Mary, Mother of the Church
Mother of the Church (in Latin Mater Ecclesiae) is a title, officially given to Mary during the Second Vatican Council by Pope Paul VI. The title was first used in the 4th century by Saint Ambrose of Milan, as rediscovered by Fr. Hugo Rahner. Hugo Karl Erich Rahner, S.J. was a German Jesuit, noted theologian, and Church historian,. Fr. Hugo Rahner showed that Mariology was originally ecclesiology; the Church is like Mary. The Church is virgin and mother, she is immaculate and carries the burdens of history. She suffers and she is assumed into heaven. Slowly the Church learns that Mary is her mirror, that she is a person in Mary. Mary, on the other hand, is not an isolated individual, who rests in herself. She carries the mystery of the Church.

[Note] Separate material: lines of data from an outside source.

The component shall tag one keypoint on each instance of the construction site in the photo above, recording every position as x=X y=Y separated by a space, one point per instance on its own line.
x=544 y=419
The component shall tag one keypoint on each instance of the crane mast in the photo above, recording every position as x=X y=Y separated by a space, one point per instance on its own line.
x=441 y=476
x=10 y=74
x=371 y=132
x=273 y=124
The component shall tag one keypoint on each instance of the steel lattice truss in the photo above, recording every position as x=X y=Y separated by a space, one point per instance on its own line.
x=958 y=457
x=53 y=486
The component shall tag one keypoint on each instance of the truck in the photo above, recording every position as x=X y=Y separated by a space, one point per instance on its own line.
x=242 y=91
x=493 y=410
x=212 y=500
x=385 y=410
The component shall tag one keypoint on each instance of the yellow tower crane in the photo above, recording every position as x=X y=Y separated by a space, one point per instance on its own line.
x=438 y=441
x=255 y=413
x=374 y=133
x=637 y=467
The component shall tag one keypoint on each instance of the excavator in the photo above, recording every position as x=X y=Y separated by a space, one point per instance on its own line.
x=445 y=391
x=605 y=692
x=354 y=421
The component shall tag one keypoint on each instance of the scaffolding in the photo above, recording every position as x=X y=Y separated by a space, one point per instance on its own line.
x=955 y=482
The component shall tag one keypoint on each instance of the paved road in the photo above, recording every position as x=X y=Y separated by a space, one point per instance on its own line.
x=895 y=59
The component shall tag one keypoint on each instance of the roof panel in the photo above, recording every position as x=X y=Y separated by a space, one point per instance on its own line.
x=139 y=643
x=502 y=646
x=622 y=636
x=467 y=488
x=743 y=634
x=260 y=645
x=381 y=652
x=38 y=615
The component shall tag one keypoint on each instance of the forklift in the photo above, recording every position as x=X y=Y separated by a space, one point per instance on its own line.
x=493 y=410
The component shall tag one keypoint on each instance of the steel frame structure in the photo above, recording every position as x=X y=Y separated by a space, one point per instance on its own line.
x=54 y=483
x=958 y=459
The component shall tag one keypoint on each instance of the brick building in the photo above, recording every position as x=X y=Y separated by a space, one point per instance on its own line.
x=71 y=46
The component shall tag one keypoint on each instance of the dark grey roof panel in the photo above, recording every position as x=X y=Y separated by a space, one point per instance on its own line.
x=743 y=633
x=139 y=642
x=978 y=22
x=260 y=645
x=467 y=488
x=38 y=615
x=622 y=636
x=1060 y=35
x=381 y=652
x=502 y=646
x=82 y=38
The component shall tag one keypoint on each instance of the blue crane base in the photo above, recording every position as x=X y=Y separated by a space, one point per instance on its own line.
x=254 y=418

Pope Benedict lamented that this unity of the Church and Mary, brought to light by Rahner, was overshadowed in later centuries. A Marian view of the Church and an ecclesiological view of Mary in salvation history leads directly to Christ. It brings to light what is meant by holiness and by God being human.

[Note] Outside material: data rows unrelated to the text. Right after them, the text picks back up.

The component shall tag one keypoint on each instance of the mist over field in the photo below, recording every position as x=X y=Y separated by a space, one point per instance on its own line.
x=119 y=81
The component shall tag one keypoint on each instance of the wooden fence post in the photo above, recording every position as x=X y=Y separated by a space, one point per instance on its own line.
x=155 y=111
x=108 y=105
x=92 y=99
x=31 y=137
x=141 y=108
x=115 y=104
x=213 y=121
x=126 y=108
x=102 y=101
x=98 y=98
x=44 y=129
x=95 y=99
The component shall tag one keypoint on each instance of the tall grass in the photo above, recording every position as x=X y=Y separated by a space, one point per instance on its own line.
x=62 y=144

The title "Mother of the Church" was used by Pope Benedict XIV in 1748 and then by Pope Leo XIII in 1885. The title was also used by Pope John Paul II, and is also found in the Catechism of the Catholic Church. Pope John Paul II stated that overall the title indicates the Blessed Virgin Mary's maternity of Christ's faithful, as deriving from her maternity of Christ in that "Mary is present in the Church as the Mother of Christ, and at the same time as that Mother whom Christ, in the mystery of the Redemption, gave to humanity in the person of the Apostle John. Thus, in her new motherhood in the Spirit, Mary embraces each and every one in the Church, and embraces each and every one through the Church.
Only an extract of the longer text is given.